Just in case, I did another quick test using HD Tune Pro:

SSD Drive Performance for the new Core i7 machine (Using HD Tune Pro)

SSD Drive Performance for the new Core i7 machine (Using HD Tune Pro)

… and the results are pretty much the same!

Happy with the disk performance, I transferred some of my machines from my Xeon server to this new machine, after converting them to thin (possibly subject of another post soon).  The set I’ve transferred initially consists of:

  • Windows 2008 R2 DC
  • Windows 2008 R2 machine with SQL 2008 R2, running vCenter 5.0, Update Manager, Composer
  • Two ESXi 5.0 servers, with a few nested virtual machines running
  • View Connection server
  • Windows 7 desktop

Bringing them up was a joy!  Having all this performance meant that machines came up lightening fast and became stable very quickly.  Generally, when machines are left running for several days, paging kicks in and they start to become sluggish.  There is nothing of the sort in this case: Running the machines for a couple of weeks continuously has shown no sluggishness and they are as responsive as they were on day 1.

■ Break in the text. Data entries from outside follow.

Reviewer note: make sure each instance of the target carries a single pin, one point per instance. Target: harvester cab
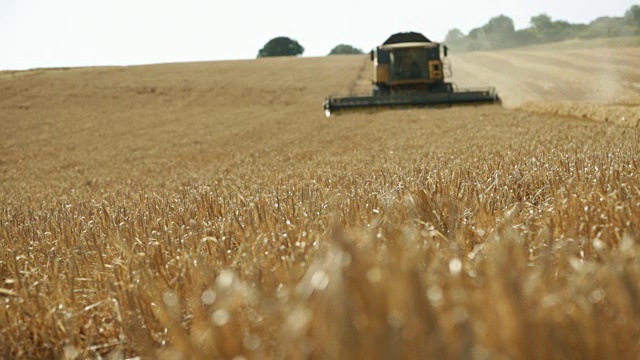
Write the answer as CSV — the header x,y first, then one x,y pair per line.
x,y
410,70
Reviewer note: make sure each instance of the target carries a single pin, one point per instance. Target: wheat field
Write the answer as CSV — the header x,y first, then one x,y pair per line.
x,y
210,210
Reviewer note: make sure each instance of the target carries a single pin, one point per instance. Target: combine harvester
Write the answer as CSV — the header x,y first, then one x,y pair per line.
x,y
409,71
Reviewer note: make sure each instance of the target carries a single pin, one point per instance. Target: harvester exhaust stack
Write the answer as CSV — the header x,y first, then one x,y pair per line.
x,y
408,72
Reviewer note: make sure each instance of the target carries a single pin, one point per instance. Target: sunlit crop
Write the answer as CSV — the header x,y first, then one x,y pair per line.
x,y
162,229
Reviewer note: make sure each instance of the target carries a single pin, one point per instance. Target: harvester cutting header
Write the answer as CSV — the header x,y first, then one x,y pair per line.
x,y
409,70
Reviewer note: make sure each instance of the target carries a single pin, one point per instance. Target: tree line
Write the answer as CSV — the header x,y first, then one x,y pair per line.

As I mentioned in the last post, partly due to cable management and also due to absence of hard disks with spindles, the system runs very cool and I haven’t yet seen a need for extra cooling.  With all these machines running constantly for more than a couple of weeks, the processor runs between 22-24 degrees Centigrade and the machine remains between 32-34 degrees Centigrade.  For that reason, fans are running at very low-speed and therefore, the machine is virtually silent.

Verdict: Needless to say, I am pretty happy with the machine so far.  As you know, I went for cheap/unknown brand of RAM so I was a bit worried but it’s working absolutely fine so far so I’ll most probably go for another 32 GB.  I’ll probably also go for a couple of additional 512GB SSDs in the future and make a 1 TB RAID 5 array – although, I suspect that will take a bit longer.

My results have been pretty good and exactly what I was expecting.  I hope this series of posts help/encourage you to build a system with this or similar configuration too.  Please do feel free to post comments/questions if you have any queries.  I’ll be glad to help!

Update (11/09/2013 20:00 BST): Just thought I should provide an updated on what happened next.  As mentioned in the post, I upgraded the RAM to 64GB later. Komputerbay RAM was out of stock so I went for Crucial 32GB Kit (8GBx4), Ballistix 240-pin DIMM, DDR3 PC3-12800.  As for SSDs, I dumped the idea of having a RAID5 for SSDs, thinking about the negative effects RAID might have on them.  Instead, I went for two additional Crucial M500 480GB 2.5-inch Internal SSDs (the one I originally used is no longer available) as individual disks.  I am now using Starwind Software’s iSCSI SAN software to provide shared storage to my ESX hosts, hosted on those SSDs.  This is far more flexible in terms of the various configurations that I might want for different set ups. I wrote a post about it here so have a read if you haven’t already.

Best of all, I can confirm that after using this system for a while now, I am very happy with its power, performance and capacity.